Fang Guo-Hua, Lin Zhong-Ming, Xie Cheng-Zhi, Han Qing-Zhong, Hong Ming-Yang, Zhao Xin-Yu
CCC-FHDI Engineering Corp., Ltd., Guangzhou 510290, China.
China Construction Fourth Engineering Division Corp., Ltd., Guangzhou 510075, China.
Materials (Basel). 2024 Oct 18;17(20):5086. doi: 10.3390/ma17205086.
Alkali-activated concrete (AAC), produced from industrial by-products like fly ash and slag, offers a promising alternative to traditional Portland cement concrete by significantly reducing carbon emissions. Yet, the inherent variability in AAC formulations presents a challenge for accurately predicting its compressive strength using conventional approaches. To address this, we leverage machine learning (ML) techniques, which enable more precise strength predictions based on a combination of material properties and cement mix design parameters. In this study, we curated an extensive dataset comprising 1756 unique AAC mixtures to support robust ML-based modeling. Four distinct input variable schemes were devised to identify the optimal predictor set, and a comparative analysis was performed to evaluate their effectiveness. After this, we investigated the performance of several popular ML algorithms, including random forest (RF), adaptive boosting (AdaBoost), gradient boosting regression trees (GBRTs), and extreme gradient boosting (XGBoost). Among these, the XGBoost model consistently outperformed its counterparts. To further enhance the predictive accuracy of the XGBoost model, we applied four state-of-the-art optimization techniques: the Gray Wolf Optimizer (GWO), Whale Optimization Algorithm (WOA), beetle antennae search (BAS), and Bayesian optimization (BO). The optimized XGBoost model delivered superior performance, achieving a remarkable coefficient of determination (R) of 0.99 on the training set and 0.94 across the entire dataset. Finally, we employed SHapely Additive exPlanations (SHAP) to imbue the optimized model with interpretability, enabling deeper insights into the complex relationships governing AAC formulations. Through the lens of ML, we highlight the benefits of the multi-faceted synergistic approach for AAC strength prediction, which combines careful input parameter selection, optimal hyperparameter tuning, and enhanced model interpretability. This integrated strategy improves both the robustness and scalability of the model, offering a clear and reliable prediction of AAC performance.

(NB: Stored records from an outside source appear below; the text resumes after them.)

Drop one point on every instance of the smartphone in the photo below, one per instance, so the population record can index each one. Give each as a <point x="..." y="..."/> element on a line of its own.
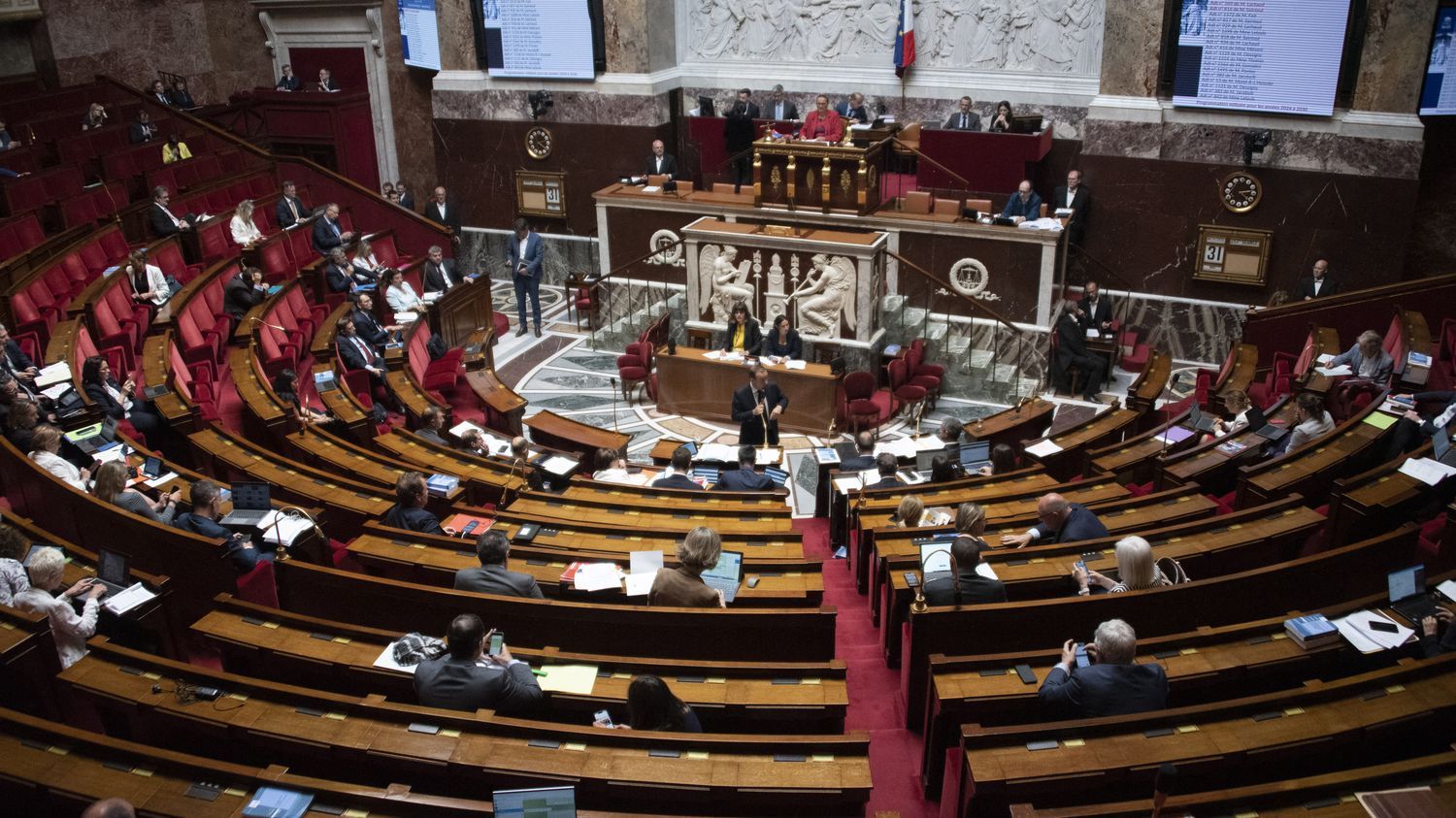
<point x="1082" y="655"/>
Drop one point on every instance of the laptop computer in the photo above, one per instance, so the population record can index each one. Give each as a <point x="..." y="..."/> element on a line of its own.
<point x="113" y="571"/>
<point x="1200" y="421"/>
<point x="725" y="575"/>
<point x="541" y="802"/>
<point x="250" y="503"/>
<point x="976" y="454"/>
<point x="1408" y="596"/>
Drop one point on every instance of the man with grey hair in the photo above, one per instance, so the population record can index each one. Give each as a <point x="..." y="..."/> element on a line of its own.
<point x="1060" y="521"/>
<point x="1109" y="684"/>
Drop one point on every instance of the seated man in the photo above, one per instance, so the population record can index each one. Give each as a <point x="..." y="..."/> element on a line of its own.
<point x="888" y="469"/>
<point x="1111" y="684"/>
<point x="864" y="459"/>
<point x="207" y="508"/>
<point x="492" y="549"/>
<point x="1062" y="521"/>
<point x="1024" y="204"/>
<point x="465" y="678"/>
<point x="408" y="511"/>
<point x="967" y="584"/>
<point x="1368" y="360"/>
<point x="678" y="479"/>
<point x="745" y="479"/>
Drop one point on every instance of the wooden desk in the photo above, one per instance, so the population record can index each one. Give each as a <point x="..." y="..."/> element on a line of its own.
<point x="699" y="387"/>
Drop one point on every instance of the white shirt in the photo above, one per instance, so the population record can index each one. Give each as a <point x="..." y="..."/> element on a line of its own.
<point x="244" y="230"/>
<point x="69" y="631"/>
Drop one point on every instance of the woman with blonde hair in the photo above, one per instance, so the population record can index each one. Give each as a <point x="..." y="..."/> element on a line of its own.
<point x="245" y="233"/>
<point x="1136" y="570"/>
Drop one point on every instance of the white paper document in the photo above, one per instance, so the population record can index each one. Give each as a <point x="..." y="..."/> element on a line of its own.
<point x="124" y="602"/>
<point x="52" y="375"/>
<point x="597" y="576"/>
<point x="1042" y="448"/>
<point x="1426" y="471"/>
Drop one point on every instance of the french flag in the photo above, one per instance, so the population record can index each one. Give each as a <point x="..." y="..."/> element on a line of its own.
<point x="905" y="40"/>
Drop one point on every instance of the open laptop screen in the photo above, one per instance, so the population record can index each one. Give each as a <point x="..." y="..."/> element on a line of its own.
<point x="1406" y="582"/>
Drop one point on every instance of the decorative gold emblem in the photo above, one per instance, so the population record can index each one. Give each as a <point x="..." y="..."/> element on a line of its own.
<point x="538" y="142"/>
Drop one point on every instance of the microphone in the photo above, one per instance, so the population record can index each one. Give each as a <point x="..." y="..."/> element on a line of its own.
<point x="1164" y="785"/>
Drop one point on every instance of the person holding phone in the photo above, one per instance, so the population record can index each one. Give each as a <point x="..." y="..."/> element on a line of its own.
<point x="477" y="671"/>
<point x="1109" y="684"/>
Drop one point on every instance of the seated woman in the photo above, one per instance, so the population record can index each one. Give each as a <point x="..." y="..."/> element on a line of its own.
<point x="245" y="233"/>
<point x="743" y="334"/>
<point x="46" y="442"/>
<point x="149" y="284"/>
<point x="1004" y="118"/>
<point x="651" y="706"/>
<point x="683" y="587"/>
<point x="116" y="401"/>
<point x="69" y="629"/>
<point x="111" y="486"/>
<point x="399" y="294"/>
<point x="14" y="546"/>
<point x="611" y="466"/>
<point x="1135" y="570"/>
<point x="782" y="341"/>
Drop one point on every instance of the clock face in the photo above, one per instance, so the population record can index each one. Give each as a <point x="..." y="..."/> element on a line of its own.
<point x="1241" y="191"/>
<point x="538" y="143"/>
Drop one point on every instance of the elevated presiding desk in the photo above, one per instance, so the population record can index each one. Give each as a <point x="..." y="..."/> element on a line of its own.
<point x="695" y="384"/>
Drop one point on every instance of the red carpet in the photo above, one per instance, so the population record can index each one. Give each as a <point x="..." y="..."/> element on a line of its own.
<point x="874" y="699"/>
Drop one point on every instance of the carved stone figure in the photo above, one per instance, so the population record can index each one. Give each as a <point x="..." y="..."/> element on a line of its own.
<point x="826" y="296"/>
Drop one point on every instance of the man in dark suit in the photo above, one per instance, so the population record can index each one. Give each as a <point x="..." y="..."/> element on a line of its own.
<point x="1076" y="197"/>
<point x="328" y="233"/>
<point x="678" y="479"/>
<point x="888" y="469"/>
<point x="967" y="585"/>
<point x="163" y="221"/>
<point x="756" y="408"/>
<point x="440" y="273"/>
<point x="1318" y="282"/>
<point x="492" y="549"/>
<point x="1060" y="521"/>
<point x="367" y="326"/>
<point x="853" y="108"/>
<point x="739" y="133"/>
<point x="661" y="162"/>
<point x="465" y="678"/>
<point x="745" y="477"/>
<point x="408" y="511"/>
<point x="439" y="209"/>
<point x="244" y="291"/>
<point x="288" y="81"/>
<point x="964" y="119"/>
<point x="780" y="108"/>
<point x="1097" y="309"/>
<point x="524" y="256"/>
<point x="1111" y="684"/>
<point x="1022" y="204"/>
<point x="290" y="207"/>
<point x="864" y="459"/>
<point x="1072" y="354"/>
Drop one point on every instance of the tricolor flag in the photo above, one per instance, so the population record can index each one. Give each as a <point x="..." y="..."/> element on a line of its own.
<point x="905" y="40"/>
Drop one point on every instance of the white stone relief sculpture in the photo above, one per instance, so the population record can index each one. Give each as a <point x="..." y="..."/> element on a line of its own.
<point x="826" y="296"/>
<point x="970" y="278"/>
<point x="1062" y="37"/>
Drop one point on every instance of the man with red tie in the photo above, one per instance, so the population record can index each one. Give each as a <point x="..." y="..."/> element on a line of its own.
<point x="823" y="122"/>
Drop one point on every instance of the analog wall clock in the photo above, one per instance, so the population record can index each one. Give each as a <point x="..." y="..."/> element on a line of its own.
<point x="538" y="142"/>
<point x="1241" y="191"/>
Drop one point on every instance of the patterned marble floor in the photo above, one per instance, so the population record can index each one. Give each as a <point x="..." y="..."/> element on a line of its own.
<point x="561" y="372"/>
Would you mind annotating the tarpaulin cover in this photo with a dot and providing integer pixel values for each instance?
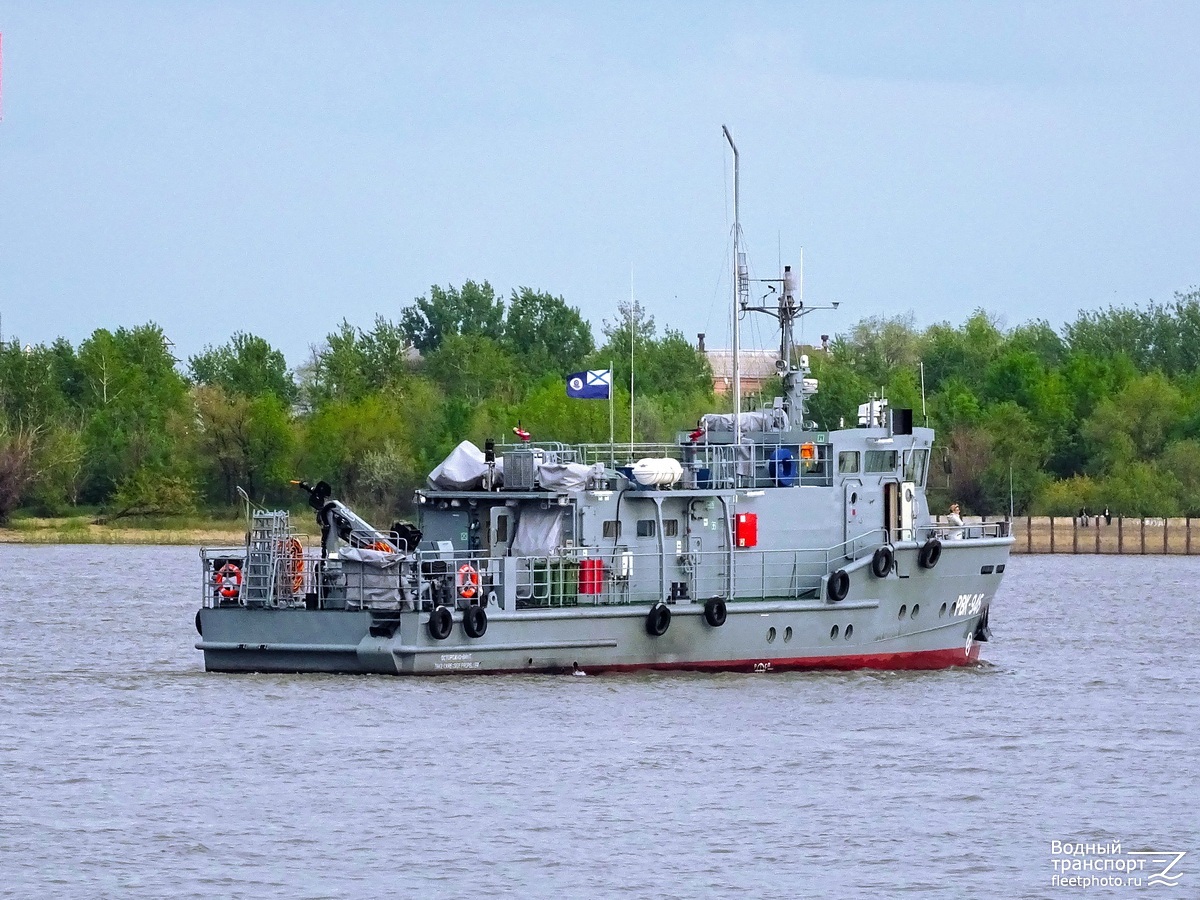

碱激活混凝土(AAC)由粉煤灰和矿渣等工业副产品制成,通过大幅减少碳排放,为传统波特兰水泥混凝土提供了一种很有前景的替代方案。然而,AAC配方中固有的变异性给使用传统方法准确预测其抗压强度带来了挑战。为了解决这个问题,我们利用机器学习(ML)技术,基于材料特性和水泥混合料设计参数的组合,能够更精确地预测强度。在本研究中,我们精心策划了一个包含1756种独特AAC混合物的广泛数据集,以支持基于ML的稳健建模。设计了四种不同的输入变量方案来确定最佳预测变量集,并进行了比较分析以评估其有效性。在此之后,我们研究了几种流行的ML算法的性能,包括随机森林(RF)、自适应提升(AdaBoost)、梯度提升回归树(GBRT)和极端梯度提升(XGBoost)。其中,XGBoost模型始终优于其他模型。为了进一步提高XGBoost模型的预测准确性,我们应用了四种先进的优化技术:灰狼优化器(GWO)、鲸鱼优化算法(WOA)、甲虫触角搜索(BAS)和贝叶斯优化(BO)。优化后的XGBoost模型表现出色,在训练集上的决定系数(R)达到了0.99,在整个数据集上达到了0.94。最后,我们采用SHapely加法解释(SHAP)使优化后的模型具有可解释性,从而能够更深入地了解控制AAC配方的复杂关系。通过ML的视角,我们强调了多方面协同方法对AAC强度预测的好处,该方法结合了仔细的输入参数选择、最佳超参数调整和增强的模型可解释性。这种综合策略提高了模型的稳健性和可扩展性,为AAC性能提供了清晰可靠的预测。